The walled city of CarcassonneCultured Stone has been a prime building material for hundreds of years. The earliest known use of Cultured Stone dates about to the year 1138 and was seen at Carcassonne, France, the city which contains the finest remains of medieval fortification in Europe. Cultured Stone was first used extensively in London in the 19th century and gained widespread acceptance in America in 1920.
Some researchers have even speculated that the Egyptian pyramids were formed using a form of Cultured Stone, rather than from cut blocks.
One of the earliest developments in the industry was Coade stone, a fired ceramic, but most artificial stone consists of fine cement concrete placed to set in wooden, rubber lined fiberglass or iron moulds. It was cheaper and more uniform than natural stone, and widely used.
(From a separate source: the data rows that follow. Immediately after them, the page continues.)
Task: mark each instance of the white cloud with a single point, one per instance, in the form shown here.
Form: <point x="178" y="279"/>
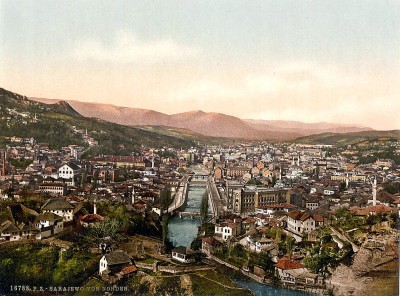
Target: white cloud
<point x="128" y="49"/>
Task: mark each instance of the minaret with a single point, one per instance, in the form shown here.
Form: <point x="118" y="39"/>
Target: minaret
<point x="374" y="193"/>
<point x="3" y="168"/>
<point x="95" y="207"/>
<point x="133" y="194"/>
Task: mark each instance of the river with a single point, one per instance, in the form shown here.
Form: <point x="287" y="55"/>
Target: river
<point x="182" y="232"/>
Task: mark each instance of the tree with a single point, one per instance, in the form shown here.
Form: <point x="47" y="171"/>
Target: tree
<point x="265" y="262"/>
<point x="204" y="207"/>
<point x="165" y="197"/>
<point x="83" y="178"/>
<point x="95" y="178"/>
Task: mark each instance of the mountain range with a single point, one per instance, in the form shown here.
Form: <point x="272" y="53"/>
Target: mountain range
<point x="59" y="124"/>
<point x="209" y="123"/>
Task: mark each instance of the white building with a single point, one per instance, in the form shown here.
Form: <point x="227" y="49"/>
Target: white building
<point x="114" y="262"/>
<point x="183" y="255"/>
<point x="68" y="170"/>
<point x="60" y="207"/>
<point x="299" y="222"/>
<point x="226" y="230"/>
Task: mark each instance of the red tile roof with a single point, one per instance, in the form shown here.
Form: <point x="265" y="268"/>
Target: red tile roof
<point x="285" y="263"/>
<point x="129" y="269"/>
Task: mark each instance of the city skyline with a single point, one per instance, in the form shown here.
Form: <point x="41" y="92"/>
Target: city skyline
<point x="274" y="60"/>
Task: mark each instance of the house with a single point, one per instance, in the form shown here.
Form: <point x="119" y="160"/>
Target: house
<point x="287" y="270"/>
<point x="56" y="188"/>
<point x="260" y="244"/>
<point x="28" y="231"/>
<point x="183" y="254"/>
<point x="9" y="231"/>
<point x="209" y="245"/>
<point x="48" y="224"/>
<point x="60" y="207"/>
<point x="68" y="170"/>
<point x="114" y="262"/>
<point x="292" y="273"/>
<point x="157" y="209"/>
<point x="299" y="222"/>
<point x="90" y="220"/>
<point x="226" y="230"/>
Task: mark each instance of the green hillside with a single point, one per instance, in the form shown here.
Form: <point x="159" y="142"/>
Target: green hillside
<point x="349" y="138"/>
<point x="59" y="125"/>
<point x="181" y="133"/>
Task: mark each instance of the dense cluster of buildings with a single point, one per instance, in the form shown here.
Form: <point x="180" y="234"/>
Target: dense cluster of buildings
<point x="258" y="186"/>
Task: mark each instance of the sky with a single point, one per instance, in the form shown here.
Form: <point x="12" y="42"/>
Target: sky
<point x="311" y="61"/>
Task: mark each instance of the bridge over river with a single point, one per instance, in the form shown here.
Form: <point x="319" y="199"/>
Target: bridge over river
<point x="195" y="180"/>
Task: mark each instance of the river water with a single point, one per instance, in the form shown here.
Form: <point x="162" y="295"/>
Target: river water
<point x="182" y="232"/>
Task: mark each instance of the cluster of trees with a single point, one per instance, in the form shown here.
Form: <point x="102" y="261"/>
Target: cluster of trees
<point x="38" y="265"/>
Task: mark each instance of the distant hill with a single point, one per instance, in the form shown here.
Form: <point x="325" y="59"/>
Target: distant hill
<point x="209" y="124"/>
<point x="58" y="124"/>
<point x="348" y="138"/>
<point x="294" y="129"/>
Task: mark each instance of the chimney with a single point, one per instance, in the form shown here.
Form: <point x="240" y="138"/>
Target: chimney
<point x="3" y="168"/>
<point x="374" y="193"/>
In engineering projects, it had the advantage that transporting the bulk materials and casting them near the place of use was cheaper than transporting very large pieces of stone.
The first recorded commercial production of a cement based Cultured Stone material in the format we know today, was in the late 1820s when Felix Austin went into business making artificial stone in New Road (now Euston Road), London, England. His material was not the same as the ceramic body used by Mrs. Coade, (although he is known to have copied old Coade stone designs), but made from 'Portland cement, broken natural stone, pounded marble and coarse sand' ('The Builder', 1868, now Building (magazine)). Around 1840 Austin entered into partnership with John Seeley. Seeley had trained at the Royal Academy Schools and also made an artificial stone, which he called ' artificial limestone ', before entering into partnership with Austin. In 1841 Austin and Seeley published their first catalogue, 'Collection of Ornaments at Austin & Seeley's Artificial Stone Works for Gardens, Parks and Pleasure Grounds'. The firm continued in production until about 1872.
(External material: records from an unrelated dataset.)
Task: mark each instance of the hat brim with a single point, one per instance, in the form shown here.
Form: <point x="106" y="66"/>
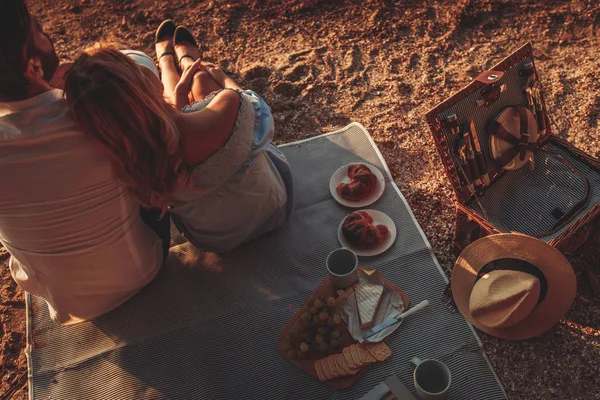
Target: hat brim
<point x="562" y="284"/>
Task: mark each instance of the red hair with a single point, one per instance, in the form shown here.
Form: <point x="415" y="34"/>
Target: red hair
<point x="113" y="103"/>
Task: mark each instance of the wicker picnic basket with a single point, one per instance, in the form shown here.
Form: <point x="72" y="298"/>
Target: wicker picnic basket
<point x="553" y="192"/>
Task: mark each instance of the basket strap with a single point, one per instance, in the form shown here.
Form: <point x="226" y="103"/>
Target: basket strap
<point x="520" y="145"/>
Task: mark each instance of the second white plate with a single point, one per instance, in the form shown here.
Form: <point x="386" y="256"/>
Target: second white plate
<point x="341" y="176"/>
<point x="379" y="218"/>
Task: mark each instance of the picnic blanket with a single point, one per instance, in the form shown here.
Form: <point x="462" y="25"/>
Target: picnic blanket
<point x="207" y="330"/>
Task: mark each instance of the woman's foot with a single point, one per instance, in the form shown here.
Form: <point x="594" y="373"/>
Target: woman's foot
<point x="186" y="48"/>
<point x="163" y="42"/>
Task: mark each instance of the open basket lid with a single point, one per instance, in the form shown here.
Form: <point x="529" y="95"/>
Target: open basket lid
<point x="482" y="101"/>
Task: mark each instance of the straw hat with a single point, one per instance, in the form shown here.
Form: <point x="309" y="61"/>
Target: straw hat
<point x="513" y="286"/>
<point x="510" y="120"/>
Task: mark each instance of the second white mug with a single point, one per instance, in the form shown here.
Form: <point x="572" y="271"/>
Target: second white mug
<point x="432" y="378"/>
<point x="342" y="265"/>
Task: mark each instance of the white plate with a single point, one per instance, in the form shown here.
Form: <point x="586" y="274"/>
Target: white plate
<point x="341" y="176"/>
<point x="379" y="218"/>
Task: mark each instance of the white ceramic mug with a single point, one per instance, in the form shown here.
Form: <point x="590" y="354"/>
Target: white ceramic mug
<point x="342" y="265"/>
<point x="432" y="378"/>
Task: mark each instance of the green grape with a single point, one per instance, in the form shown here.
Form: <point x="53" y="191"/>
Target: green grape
<point x="305" y="317"/>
Another well-known variety was Victoria stone, which is composed of finely crushed Mount Sorrel (Leicestershire) granite and Portland cement, carefully mixed by machinery in the proportions of three to one, and filled into moulds of the required shape. When the blocks are set hard the moulds are loosened and the blocks placed in a solution of silicate of soda for about two weeks for the purpose of indurating and hardening them.
Many manufacturers turn out a material that is practically non-porous and is able effectually to resist the corroding influence of sea air or the impure atmosphere of large towns.